И лишь когда совсем стемнело, вышел в город и задами пробрался к Кононовым.
— Сереженька, голубчик, вот радость-то! — всхлипывая, обняла его Ульяна Веденеевна. — Целый день сегодня жду тебя. С утра все прибрала, вымыла. Одна я теперича. Одна-одинешенька. Егорша-то в больнице. Правда, теперь ужо поправляется... Иди в свою комнату, переоденься да садись ужинать.
— Спасибо, Ульяна Веденеевна. А писем не было мне?
— Как же не было? Целая пачка. Там на этажерке лежат.
— Спасибо! Я сейчас...
Сергей переоделся и сел за письма. Отыскал последнее, оно было из дома, стал читать бегло, улавливая самое главное.
«Бабушка еще жива, но ее разбил паралич, — писала Лиза, — почти не встает. Ведь ей уже девяносто четыре года... Вера ждала от тебя писем три года и, когда узнала, что ты арестован, уехала с крестной в Казань и, слышно, вышла замуж». Эти слова больно кольнули сердце. Он нахмурил брови, как-то съежился.
«Вышла замуж... Конечно, это крестная ее уговорила...»

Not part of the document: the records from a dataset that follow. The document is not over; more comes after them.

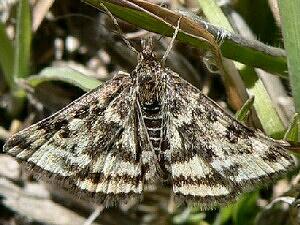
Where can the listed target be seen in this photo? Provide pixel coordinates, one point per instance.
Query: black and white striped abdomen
(153, 120)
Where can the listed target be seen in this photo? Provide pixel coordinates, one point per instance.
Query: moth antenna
(119, 29)
(164, 58)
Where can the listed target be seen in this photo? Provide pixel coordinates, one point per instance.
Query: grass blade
(289, 12)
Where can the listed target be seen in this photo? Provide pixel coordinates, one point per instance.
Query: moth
(147, 128)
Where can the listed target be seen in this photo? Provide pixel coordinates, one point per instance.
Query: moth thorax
(149, 90)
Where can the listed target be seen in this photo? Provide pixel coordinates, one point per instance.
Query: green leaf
(6, 56)
(224, 216)
(289, 12)
(243, 113)
(158, 19)
(23, 41)
(64, 74)
(246, 209)
(22, 44)
(263, 105)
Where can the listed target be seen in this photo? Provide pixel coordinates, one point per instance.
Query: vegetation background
(51, 52)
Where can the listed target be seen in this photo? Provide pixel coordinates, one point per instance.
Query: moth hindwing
(140, 129)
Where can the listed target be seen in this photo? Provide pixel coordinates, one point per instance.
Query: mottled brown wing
(90, 145)
(213, 157)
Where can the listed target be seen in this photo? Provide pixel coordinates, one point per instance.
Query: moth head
(147, 49)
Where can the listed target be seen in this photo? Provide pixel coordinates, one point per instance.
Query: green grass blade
(289, 12)
(23, 40)
(263, 105)
(6, 56)
(64, 74)
(243, 113)
(234, 48)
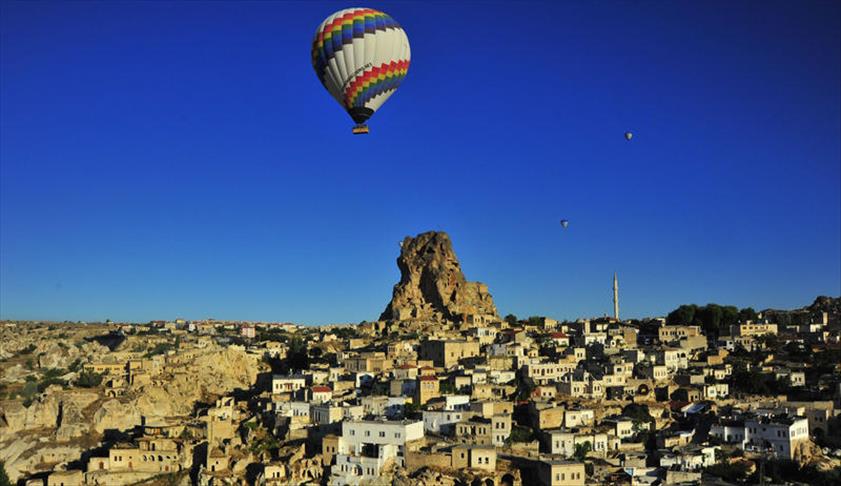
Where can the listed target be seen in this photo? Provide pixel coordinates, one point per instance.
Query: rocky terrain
(46, 421)
(830, 305)
(432, 285)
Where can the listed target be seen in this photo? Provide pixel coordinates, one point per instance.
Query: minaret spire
(615, 297)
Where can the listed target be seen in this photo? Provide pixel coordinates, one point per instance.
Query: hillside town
(439, 390)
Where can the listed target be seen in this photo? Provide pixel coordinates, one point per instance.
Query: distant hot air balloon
(360, 55)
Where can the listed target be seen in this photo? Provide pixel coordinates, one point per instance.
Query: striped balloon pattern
(361, 56)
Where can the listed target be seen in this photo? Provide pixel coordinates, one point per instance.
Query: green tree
(733, 472)
(710, 316)
(729, 316)
(581, 451)
(89, 379)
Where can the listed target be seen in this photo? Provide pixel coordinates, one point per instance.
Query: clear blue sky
(166, 159)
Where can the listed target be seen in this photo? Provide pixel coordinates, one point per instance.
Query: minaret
(615, 297)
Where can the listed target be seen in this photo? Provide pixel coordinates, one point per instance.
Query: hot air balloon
(361, 56)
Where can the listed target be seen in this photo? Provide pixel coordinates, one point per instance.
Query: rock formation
(432, 286)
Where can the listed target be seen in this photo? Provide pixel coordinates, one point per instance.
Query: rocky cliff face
(432, 286)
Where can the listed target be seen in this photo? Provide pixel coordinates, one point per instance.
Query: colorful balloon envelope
(361, 56)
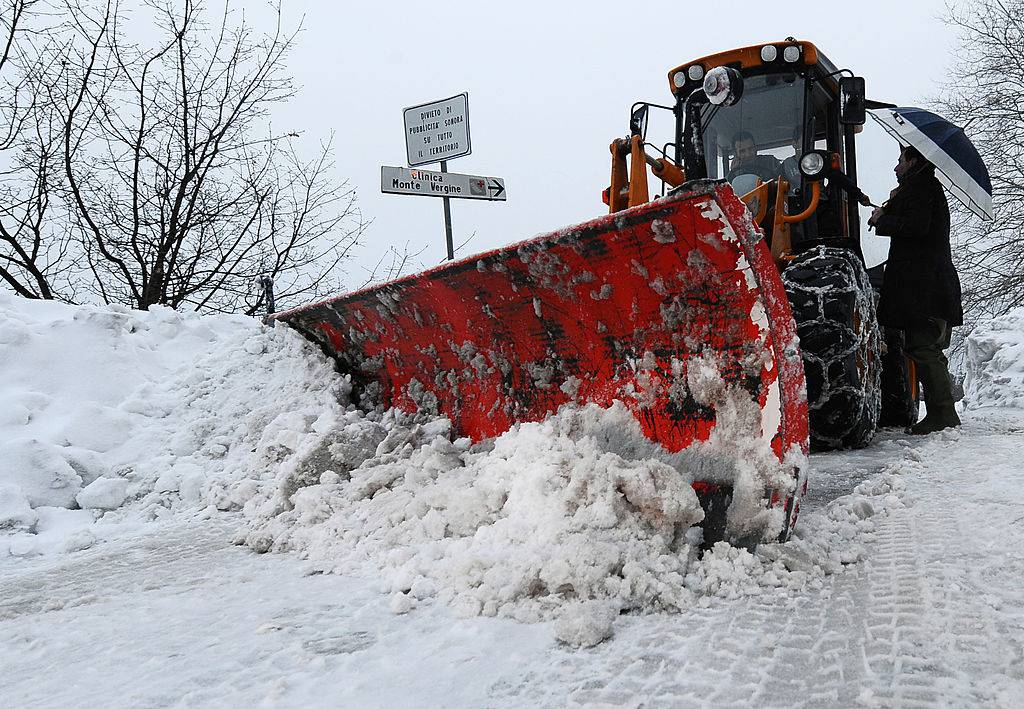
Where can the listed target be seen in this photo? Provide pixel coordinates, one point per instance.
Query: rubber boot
(939, 398)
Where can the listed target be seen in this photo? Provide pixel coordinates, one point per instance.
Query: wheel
(834, 306)
(899, 385)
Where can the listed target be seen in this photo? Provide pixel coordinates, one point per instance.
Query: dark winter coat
(920, 278)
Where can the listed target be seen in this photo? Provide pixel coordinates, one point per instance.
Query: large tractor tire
(834, 305)
(900, 402)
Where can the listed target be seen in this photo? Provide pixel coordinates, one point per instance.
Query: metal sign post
(438, 131)
(448, 218)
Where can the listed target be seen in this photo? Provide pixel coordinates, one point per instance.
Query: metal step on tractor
(737, 330)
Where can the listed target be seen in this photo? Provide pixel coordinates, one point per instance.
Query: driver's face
(745, 151)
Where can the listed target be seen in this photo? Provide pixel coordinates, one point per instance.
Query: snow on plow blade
(674, 308)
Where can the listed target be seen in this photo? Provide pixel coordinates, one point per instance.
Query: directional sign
(438, 130)
(400, 180)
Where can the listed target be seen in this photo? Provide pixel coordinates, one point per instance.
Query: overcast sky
(550, 84)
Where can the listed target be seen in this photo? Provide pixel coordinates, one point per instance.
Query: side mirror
(638, 120)
(724, 86)
(851, 100)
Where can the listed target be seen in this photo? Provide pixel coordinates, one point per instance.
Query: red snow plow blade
(629, 307)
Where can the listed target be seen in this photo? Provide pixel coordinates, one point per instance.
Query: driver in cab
(745, 160)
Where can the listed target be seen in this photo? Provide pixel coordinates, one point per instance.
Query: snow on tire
(834, 306)
(899, 401)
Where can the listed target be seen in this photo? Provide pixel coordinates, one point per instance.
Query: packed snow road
(928, 610)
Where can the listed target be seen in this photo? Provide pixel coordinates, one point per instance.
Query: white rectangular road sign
(438, 130)
(401, 180)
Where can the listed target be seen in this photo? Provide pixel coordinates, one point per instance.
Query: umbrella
(957, 164)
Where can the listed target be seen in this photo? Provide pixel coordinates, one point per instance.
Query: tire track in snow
(913, 625)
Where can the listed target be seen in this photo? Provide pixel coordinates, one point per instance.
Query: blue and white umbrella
(957, 164)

Он сердито смахнул навернувшиеся на глаза слезы: «Значит, испугалась? Захотела тихой жизни. А еще приютская...»
Он заставил себя встряхнуться и стал читать дальше:
«...У нас после твоего ареста был обыск. Забрали твои письма и фотографии. А меня вскоре после этого вышибли из гимназии, из последнего класса...»
Сергей посуровел: «Бедная Лиза. Из-за меня ей не удалось доучиться...»
«...Дом нам пришлось продать, теперь сами живем на квартире. Если бы не болела бабушка, так ничего бы. Все думаем и плачем о тебе. Ведь ничего, ничего не знаем».
«Да, жалко их. Горюют. Надо написать срочно». Он сложил письма и пошел на кухню, где ждала его Ульяна Веденеевна.
За едой, за чаем проговорили до полуночи. Уже когда Сергей вышел из-за стола, Ульяна Веденеевна достала из буфета пакетик.
— Вот, Сережа, это тебе. На днях приходила барышня, велела передать лично.
Сергей разорвал пакет, увидел деньги и записку. В ней было всего несколько слов:
«Здесь оставаться нельзя. Немедля выезжай в Новониколаевск. Михайловская, дом с голубыми наличниками. Скажешь: «Я из Томска». Деньги — на дорогу и на первое время».